00:13:05.840 | So we expect that you should have some fun playing around with this, especially for chat applications.
00:13:12.880 | We found in our evaluations that the Gemma 2 models are even better at instruction following. They're even
00:13:19.200 | more creative. They're better at factuality, better all around than the Gemma 1.0 and 1.1 models.
00:13:25.760 | The other important thing that I want to make sure to highlight from our most recent launch is the
00:13:33.600 | Gemma cookbook. The Gemma cookbook is available on GitHub now and contains 20 different recipes of
00:13:40.720 | ranging from easy to very advanced applications of how to use the Gemma models. And the thing that I am
00:13:47.200 | most excited about is the Gemma cookbook is currently accepting pull requests. So this is a great
00:13:53.280 | opportunity to share with us what you're building with the Gemma models so we can help share it with
00:14:00.480 | the rest of the world. And of course, I have to say, we also wouldn't mind if you started the repository.
00:14:07.760 | Go take a look and tell us what you're building with Gemma. So there are a couple of different ways you
00:14:13.520 | can get started with the Gemma 2 models. Of course, I just mentioned the cookbook. You can also apply to
00:14:20.240 | get GCP credits to accelerate your research using Gemma 2. We have a lot of funding available to support
00:14:29.200 | research.
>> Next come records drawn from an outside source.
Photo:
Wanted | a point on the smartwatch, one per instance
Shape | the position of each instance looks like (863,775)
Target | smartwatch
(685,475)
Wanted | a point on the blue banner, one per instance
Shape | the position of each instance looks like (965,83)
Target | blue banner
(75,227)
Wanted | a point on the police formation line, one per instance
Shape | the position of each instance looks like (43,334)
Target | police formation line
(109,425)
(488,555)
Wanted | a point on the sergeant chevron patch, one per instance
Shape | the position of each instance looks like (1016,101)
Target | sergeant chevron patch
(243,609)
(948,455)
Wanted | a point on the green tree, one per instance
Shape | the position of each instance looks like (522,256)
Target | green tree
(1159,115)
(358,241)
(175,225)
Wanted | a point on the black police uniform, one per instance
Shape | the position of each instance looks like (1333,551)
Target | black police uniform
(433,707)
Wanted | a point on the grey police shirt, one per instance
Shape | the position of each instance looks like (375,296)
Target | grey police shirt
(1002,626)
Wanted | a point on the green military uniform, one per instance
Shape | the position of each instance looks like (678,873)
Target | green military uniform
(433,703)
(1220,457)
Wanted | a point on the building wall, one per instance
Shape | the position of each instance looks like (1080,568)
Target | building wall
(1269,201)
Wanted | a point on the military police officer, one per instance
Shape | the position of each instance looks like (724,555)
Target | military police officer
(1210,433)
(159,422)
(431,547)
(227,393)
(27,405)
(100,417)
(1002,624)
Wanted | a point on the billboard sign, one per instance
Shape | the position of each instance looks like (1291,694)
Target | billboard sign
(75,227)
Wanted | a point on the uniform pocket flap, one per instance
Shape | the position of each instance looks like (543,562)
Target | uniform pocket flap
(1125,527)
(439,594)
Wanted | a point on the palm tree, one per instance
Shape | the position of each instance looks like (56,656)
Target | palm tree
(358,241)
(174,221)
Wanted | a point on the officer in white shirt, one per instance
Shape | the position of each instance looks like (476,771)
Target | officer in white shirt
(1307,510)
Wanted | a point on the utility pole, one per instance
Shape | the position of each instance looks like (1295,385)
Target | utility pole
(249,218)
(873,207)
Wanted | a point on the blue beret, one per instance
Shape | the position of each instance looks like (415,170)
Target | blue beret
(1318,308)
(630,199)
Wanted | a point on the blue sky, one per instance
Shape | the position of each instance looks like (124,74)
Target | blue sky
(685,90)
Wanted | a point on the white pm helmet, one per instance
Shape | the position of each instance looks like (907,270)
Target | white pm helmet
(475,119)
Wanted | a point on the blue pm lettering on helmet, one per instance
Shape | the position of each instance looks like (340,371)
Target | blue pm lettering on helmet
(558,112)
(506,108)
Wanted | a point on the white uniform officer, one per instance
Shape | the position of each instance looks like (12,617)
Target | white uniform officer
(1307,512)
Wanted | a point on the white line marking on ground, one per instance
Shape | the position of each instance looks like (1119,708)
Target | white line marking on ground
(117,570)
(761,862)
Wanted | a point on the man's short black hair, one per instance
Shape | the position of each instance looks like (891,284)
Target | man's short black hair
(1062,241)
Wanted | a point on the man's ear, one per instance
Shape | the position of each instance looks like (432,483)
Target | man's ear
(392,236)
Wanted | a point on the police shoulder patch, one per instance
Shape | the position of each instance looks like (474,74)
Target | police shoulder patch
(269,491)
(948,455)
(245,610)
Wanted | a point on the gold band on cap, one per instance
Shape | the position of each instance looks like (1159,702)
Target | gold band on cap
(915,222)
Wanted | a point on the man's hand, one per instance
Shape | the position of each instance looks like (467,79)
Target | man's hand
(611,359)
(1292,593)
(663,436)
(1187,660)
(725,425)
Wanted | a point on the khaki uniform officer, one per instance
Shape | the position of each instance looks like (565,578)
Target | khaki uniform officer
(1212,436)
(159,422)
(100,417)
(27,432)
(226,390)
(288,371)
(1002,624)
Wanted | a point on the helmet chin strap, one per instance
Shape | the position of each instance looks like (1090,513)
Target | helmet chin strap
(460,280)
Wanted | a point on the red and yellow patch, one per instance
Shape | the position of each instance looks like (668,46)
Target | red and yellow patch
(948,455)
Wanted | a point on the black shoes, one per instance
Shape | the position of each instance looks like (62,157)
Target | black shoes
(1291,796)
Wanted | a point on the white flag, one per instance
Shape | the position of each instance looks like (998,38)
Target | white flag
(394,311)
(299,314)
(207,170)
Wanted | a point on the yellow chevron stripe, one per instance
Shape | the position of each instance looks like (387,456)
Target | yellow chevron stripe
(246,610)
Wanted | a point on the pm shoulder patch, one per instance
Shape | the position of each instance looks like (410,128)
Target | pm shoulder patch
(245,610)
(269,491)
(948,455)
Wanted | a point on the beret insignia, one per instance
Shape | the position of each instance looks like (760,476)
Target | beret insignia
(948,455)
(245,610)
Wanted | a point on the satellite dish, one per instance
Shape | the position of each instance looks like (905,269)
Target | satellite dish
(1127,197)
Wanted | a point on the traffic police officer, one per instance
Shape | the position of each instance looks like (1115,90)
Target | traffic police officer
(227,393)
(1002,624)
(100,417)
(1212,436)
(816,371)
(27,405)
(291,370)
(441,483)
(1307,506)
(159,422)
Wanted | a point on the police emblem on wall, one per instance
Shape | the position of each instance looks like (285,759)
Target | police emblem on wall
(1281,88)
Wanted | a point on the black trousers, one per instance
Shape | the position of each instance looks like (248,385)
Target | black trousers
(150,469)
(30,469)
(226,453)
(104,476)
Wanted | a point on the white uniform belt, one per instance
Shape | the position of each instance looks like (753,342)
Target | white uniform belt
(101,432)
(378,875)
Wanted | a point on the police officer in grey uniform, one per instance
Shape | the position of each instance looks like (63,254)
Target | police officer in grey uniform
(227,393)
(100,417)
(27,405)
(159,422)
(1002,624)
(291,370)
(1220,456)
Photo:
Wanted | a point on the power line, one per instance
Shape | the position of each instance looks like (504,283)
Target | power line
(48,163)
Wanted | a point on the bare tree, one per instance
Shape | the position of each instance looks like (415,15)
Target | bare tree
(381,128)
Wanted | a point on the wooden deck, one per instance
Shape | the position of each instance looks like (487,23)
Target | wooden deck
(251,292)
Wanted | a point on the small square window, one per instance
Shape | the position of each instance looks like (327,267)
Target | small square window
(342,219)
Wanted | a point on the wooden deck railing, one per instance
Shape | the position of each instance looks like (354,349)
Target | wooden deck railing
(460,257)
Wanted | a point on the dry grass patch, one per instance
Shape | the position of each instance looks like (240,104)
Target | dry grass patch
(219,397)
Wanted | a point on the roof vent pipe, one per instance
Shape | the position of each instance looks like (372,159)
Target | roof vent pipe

I would really encourage you to fill out an application regardless of how small or big your
00:14:36.080 | project is. We also, as I mentioned, have significantly improved documentation. We have many guides, tutorials,
00:14:43.440 | collabs across every framework so you can get started doing inference, fine tuning, and evaluation with
00:14:49.520 | Gemma 2 models. You can download them anywhere open models are available. And please chat with us on
00:14:56.720 | Discord or other social media channels so we can learn more about what you're building.
00:15:00.960 | And that's about all from me today. I am so excited to see what you all build with Gemma. I have been
00:15:12.000 | working on this project for almost two years now and started working on this project because I, as a
00:15:20.480 | researcher in academia, was disappointed to see how far behind open foundational LLMs were compared to
00:15:29.520 | the rapid improvements we were seeing in proprietary models. So this is something that's very near and
00:15:35.920 | dear to my heart and that I wish I had had when I was actively part of the open source community. So I'm
00:15:42.880 | very excited to see the projects and the research that you all do with these models. Please engage with us on
00:15:49.120 | social media, on GitHub, on Hugging Face, here at the event, and let us know what you think of the models. Let
00:15:56.720 | us know what you think we can do better for next time. And thank you all very much. Really appreciate your time.
00:16:07.760 | Thank you.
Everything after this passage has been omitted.